# The Epic Maine Snow Storm during the AZ Summit Storm Speculation Thread



## Greg (Mar 10, 2011)

I heard Sugarloaf is expected to received 4 feet of blower powder between the dates of March 24-27. No wind expected. Reliable source. Discuss.


----------



## WoodCore (Mar 10, 2011)

Bring it!!!


----------



## drjeff (Mar 10, 2011)

Greg said:


> I heard Sugarloaf is expected to received 4 feet of blower powder between the dates of March 24-27. No wind expected. Reliable source. Discuss.

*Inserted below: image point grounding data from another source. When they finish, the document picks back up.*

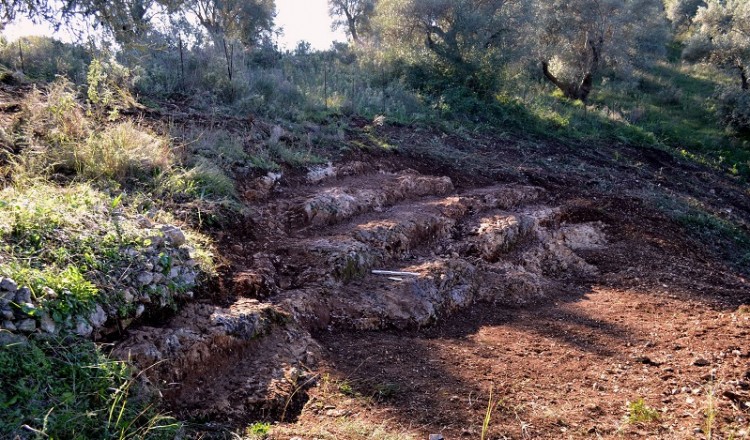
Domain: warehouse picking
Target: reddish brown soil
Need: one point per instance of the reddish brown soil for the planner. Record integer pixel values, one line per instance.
(567, 368)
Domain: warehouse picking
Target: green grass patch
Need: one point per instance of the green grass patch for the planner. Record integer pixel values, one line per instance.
(639, 412)
(69, 389)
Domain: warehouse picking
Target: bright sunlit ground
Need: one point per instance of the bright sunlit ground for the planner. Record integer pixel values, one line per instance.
(306, 20)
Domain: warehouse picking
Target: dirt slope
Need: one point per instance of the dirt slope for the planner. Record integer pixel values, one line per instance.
(567, 293)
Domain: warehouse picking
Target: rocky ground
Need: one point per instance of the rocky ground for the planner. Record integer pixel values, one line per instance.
(578, 312)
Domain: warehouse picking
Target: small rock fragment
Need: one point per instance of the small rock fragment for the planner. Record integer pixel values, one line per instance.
(27, 326)
(8, 285)
(174, 235)
(48, 325)
(83, 328)
(23, 295)
(98, 317)
(145, 278)
(700, 362)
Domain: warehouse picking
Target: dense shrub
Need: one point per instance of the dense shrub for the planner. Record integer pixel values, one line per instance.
(733, 109)
(44, 58)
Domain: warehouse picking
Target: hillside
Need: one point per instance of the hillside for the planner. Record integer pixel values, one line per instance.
(580, 289)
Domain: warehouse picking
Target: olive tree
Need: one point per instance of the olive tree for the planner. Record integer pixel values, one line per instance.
(723, 37)
(465, 39)
(353, 15)
(577, 39)
(681, 13)
(243, 20)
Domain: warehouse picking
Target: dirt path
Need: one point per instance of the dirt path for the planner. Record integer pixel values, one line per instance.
(567, 307)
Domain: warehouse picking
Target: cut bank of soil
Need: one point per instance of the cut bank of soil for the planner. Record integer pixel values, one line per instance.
(567, 303)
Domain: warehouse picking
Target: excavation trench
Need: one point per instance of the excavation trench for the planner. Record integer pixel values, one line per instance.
(311, 270)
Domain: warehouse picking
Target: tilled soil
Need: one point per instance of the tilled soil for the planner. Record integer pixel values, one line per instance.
(583, 314)
(661, 323)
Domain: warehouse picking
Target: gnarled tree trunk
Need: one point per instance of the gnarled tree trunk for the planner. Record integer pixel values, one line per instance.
(574, 91)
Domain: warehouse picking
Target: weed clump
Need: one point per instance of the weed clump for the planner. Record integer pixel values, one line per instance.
(70, 389)
(639, 412)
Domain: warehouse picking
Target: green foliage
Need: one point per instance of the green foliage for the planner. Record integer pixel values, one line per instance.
(122, 151)
(108, 89)
(70, 389)
(73, 240)
(77, 296)
(258, 430)
(204, 180)
(733, 109)
(639, 412)
(45, 58)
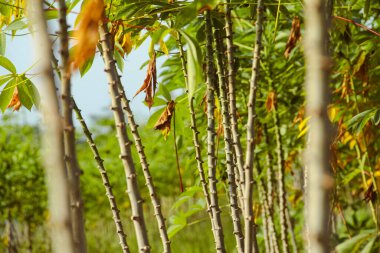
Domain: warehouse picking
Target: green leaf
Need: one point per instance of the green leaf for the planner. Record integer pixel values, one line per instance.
(86, 66)
(360, 120)
(6, 94)
(350, 245)
(3, 43)
(154, 117)
(16, 24)
(194, 63)
(367, 6)
(33, 92)
(4, 79)
(368, 246)
(7, 64)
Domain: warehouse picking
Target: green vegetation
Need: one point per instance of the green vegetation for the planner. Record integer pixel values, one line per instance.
(178, 93)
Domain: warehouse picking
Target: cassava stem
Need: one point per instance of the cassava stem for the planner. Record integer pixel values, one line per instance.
(52, 137)
(211, 85)
(124, 143)
(73, 170)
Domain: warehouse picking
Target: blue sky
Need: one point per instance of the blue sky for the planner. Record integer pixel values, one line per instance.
(90, 91)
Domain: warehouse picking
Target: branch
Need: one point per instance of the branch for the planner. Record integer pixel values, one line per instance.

And in the next sentence the reliable source i'm guessing told you that next season from Day 1 (in late OCTOBER) until closing day (in JUNE) that SUNDOWN would have a fully seeded Gunny that has nothing but either powder bumps or spring bumps all day, every day to be serviced by the new AZ members only tram!   

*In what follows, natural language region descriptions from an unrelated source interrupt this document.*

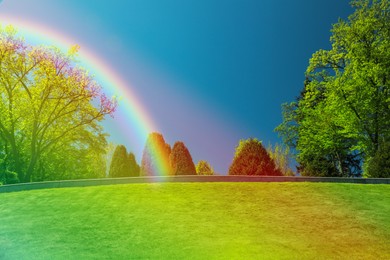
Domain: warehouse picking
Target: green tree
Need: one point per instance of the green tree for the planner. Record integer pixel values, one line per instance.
(120, 164)
(45, 100)
(343, 113)
(282, 157)
(204, 168)
(181, 161)
(379, 165)
(134, 169)
(155, 157)
(251, 158)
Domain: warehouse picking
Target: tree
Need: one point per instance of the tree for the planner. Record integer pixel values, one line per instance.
(379, 165)
(45, 102)
(343, 113)
(120, 164)
(281, 156)
(251, 158)
(134, 169)
(204, 168)
(155, 157)
(181, 161)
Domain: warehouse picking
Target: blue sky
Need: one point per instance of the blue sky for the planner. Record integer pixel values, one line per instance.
(208, 72)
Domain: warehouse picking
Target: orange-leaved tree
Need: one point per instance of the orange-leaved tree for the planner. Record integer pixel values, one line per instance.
(251, 158)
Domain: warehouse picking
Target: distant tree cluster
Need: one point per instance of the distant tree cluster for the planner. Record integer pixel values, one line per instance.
(340, 123)
(123, 164)
(251, 158)
(158, 159)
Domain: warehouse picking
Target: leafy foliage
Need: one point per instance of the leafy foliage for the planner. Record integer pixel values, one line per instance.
(281, 156)
(8, 177)
(155, 157)
(204, 168)
(343, 112)
(181, 160)
(251, 158)
(134, 169)
(379, 164)
(120, 164)
(49, 111)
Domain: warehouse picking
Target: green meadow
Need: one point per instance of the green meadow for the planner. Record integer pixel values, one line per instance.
(198, 221)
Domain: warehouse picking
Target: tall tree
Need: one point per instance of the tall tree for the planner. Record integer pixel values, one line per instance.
(45, 100)
(155, 157)
(343, 114)
(251, 158)
(181, 161)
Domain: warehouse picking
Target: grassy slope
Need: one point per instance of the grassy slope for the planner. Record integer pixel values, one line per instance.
(198, 220)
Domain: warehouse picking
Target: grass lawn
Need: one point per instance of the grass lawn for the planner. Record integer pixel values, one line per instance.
(198, 221)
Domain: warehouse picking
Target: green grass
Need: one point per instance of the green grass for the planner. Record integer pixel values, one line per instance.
(198, 221)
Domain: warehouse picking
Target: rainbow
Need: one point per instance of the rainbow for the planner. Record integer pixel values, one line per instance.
(135, 115)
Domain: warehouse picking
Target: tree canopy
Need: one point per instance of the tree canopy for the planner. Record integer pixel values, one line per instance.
(204, 168)
(181, 160)
(342, 116)
(251, 158)
(155, 157)
(49, 109)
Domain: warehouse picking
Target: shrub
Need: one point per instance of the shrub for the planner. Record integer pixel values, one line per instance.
(204, 168)
(251, 158)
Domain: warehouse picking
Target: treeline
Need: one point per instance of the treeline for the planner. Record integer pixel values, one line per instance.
(159, 159)
(50, 114)
(340, 123)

Seriously though, hope that a full SNOW storm rages across the Northeast in a couple of weeks


----------



## rocojerry (Mar 10, 2011)

I heard it may be a bit heavier than blower for the first few feet, then ending with 6+" of fluff...  reliable source.


----------



## Greg (Mar 10, 2011)

drjeff said:


> And in the next sentence the reliable source i'm guessing told you that next season from Day 1 (in late OCTOBER) until closing day (in JUNE) that SUNDOWN would have a fully seeded Gunny that has nothing but either powder bumps or spring bumps all day, every day to be serviced by the new AZ members only tram!

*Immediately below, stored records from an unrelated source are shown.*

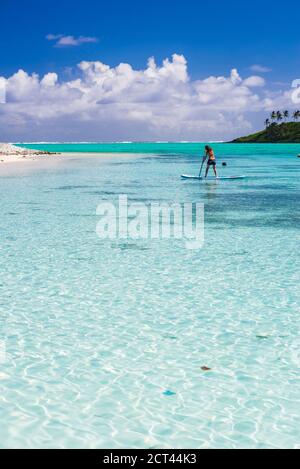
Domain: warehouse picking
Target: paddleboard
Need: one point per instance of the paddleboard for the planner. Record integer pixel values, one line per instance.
(211, 178)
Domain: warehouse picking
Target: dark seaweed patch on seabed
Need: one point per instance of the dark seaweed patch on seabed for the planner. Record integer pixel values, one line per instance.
(273, 222)
(71, 187)
(253, 201)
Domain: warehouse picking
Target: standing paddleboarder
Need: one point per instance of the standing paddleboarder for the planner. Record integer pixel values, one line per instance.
(211, 160)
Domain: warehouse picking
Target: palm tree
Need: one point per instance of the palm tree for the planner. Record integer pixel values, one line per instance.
(278, 116)
(296, 115)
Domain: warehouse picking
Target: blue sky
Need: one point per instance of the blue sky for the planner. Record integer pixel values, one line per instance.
(214, 37)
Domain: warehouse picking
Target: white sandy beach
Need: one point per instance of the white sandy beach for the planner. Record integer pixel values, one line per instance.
(14, 160)
(11, 154)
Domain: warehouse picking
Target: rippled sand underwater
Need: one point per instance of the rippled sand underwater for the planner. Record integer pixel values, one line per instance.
(143, 343)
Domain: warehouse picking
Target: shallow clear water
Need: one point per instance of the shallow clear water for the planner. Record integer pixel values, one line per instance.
(105, 340)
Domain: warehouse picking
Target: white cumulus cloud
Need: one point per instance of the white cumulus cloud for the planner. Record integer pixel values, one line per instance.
(159, 102)
(65, 41)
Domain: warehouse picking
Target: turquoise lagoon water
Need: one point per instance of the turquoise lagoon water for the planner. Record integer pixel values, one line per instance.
(106, 340)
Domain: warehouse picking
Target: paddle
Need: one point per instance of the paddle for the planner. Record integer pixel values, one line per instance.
(203, 159)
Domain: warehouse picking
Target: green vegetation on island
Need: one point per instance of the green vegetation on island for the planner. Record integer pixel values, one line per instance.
(276, 131)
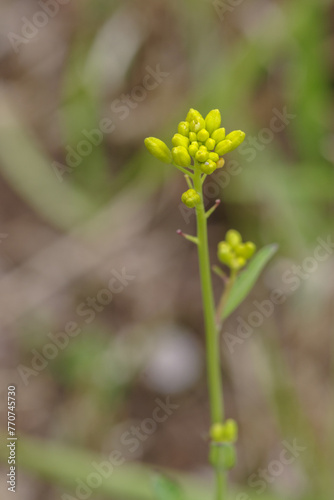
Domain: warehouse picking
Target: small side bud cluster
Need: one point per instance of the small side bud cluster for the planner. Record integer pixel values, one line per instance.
(198, 142)
(191, 198)
(233, 252)
(224, 433)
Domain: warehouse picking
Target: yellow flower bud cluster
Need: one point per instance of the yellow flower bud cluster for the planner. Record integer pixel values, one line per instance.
(233, 252)
(224, 433)
(198, 141)
(191, 198)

I believed you right up to the tram part. That's just silly.


----------



## drjeff (Mar 10, 2011)

Greg said:


> I believed you right up to the tram part. That's just silly.



I must of heard my reliable source wrong about the tram.  Did you hear that it was going to be a high speed double decker 12 pack (6 upstairs, 6 downstairs) with custom massaging leather reclinign seats for AZ members only???    :lol:


----------



## deadheadskier (Mar 10, 2011)

Hell, even a foot would be fantastic.  The Reggae weekend storm was one of my best powder days last season.  Throw that on top of the base they currently have?  The Snowfields and Bracket Basin would be SICK


----------



## billski (Mar 11, 2011)

Looks like Voodoo lady is with you!

She reiterated that it will be stormy for the beginning of March. The  1st till the 5th specifically. Good storm that could pop N.E. Then she  said a warm up... like warm... 60's...spring skiing till the 15th. She  says it cools down and stays seasonable till the 18th when a heavy snow  could fall for NY Thru New England. After that just some small minor  storms of a few inches *until the 25th when we might get a decent storm  for N.E but probably hitting Maine


HOW DO YOU DO THAT???

*


----------



## wa-loaf (Mar 20, 2011)

Don't tease! I'm prepared for a weekend of biolerplate. Anything else will be a bonus!


----------



## billski (Mar 20, 2011)

wa-loaf said:


> Don't tease! I'm prepared for a weekend of biolerplate. Anything else will be a bonus!



Don't be so hasty:
http://snowforecast.com/SugarloafUSA
4-8 early this week, followed by temps that remain below freezing the remainder of the week.  I hear ULLR calling...


----------